Because we didn't. A lot of people died, actually. From germs. Before we knew about Germ Theory.

I see this same type of stuff when people talk about inductions or cesarean sections. "Well humans didn't need that before, so why do we need it now?" No actually... humans did need that before. Half of all infants died. Humans are unbelievably shit at giving birth.

Turns out, humans are bad at a lot of things. We die A LOT less now. Like... so much less that we can't even conceptualize how much less we're dying so then we start questioning if we need soap.

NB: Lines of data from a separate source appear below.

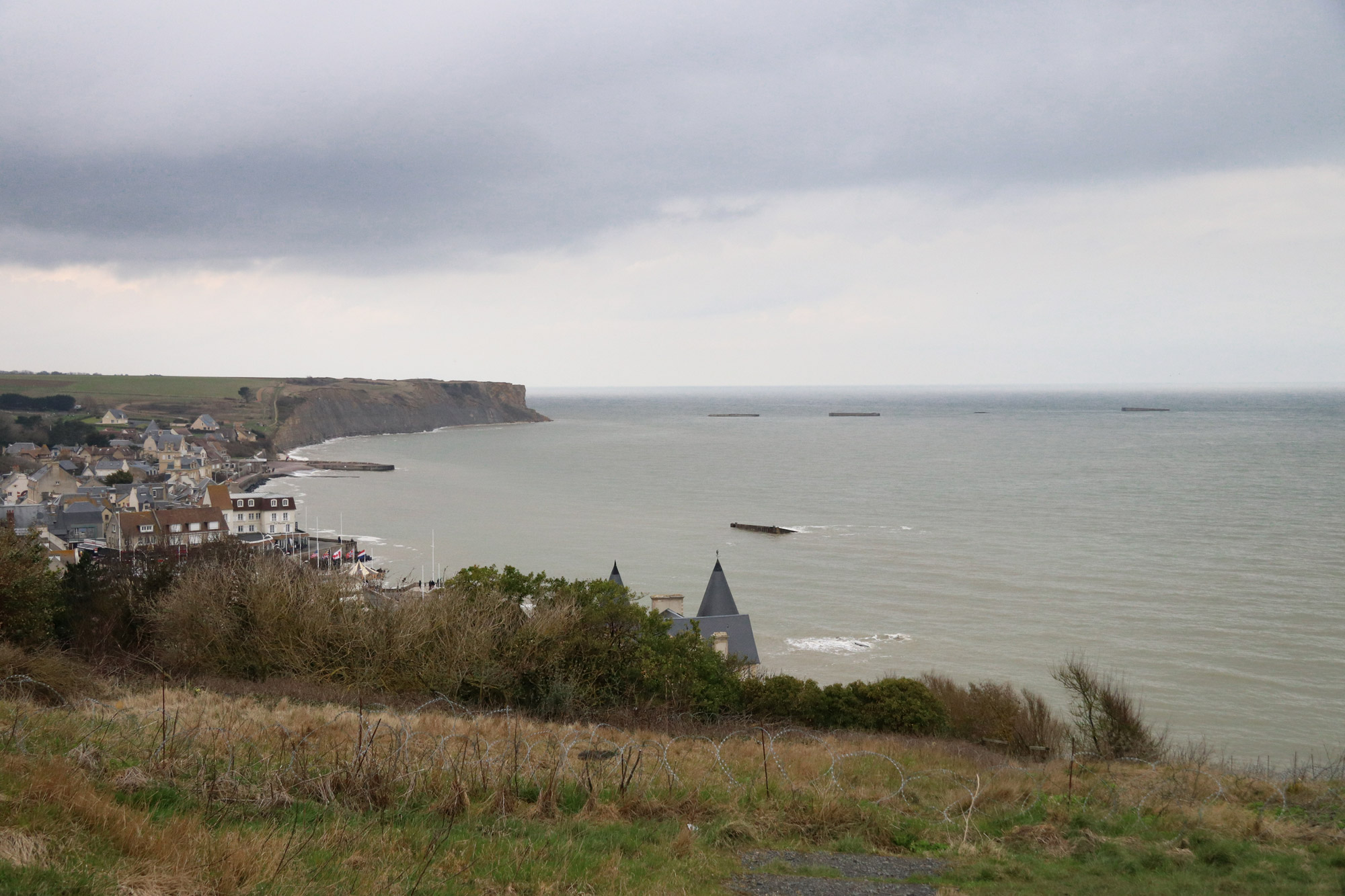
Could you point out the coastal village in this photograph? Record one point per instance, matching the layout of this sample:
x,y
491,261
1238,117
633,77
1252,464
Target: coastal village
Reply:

And, as a fun aside, the reason humans are so shit at giving birth is because of evolution. You ever wonder why seemingly ever other mammal is able to give birth and it's super chill but we just roll over and die in shocking numbers? Yeah, turns out evolving to be one two legs has disastrous consequences.

xeonmc 2 days ago|||
Is your name Richard, by any chance?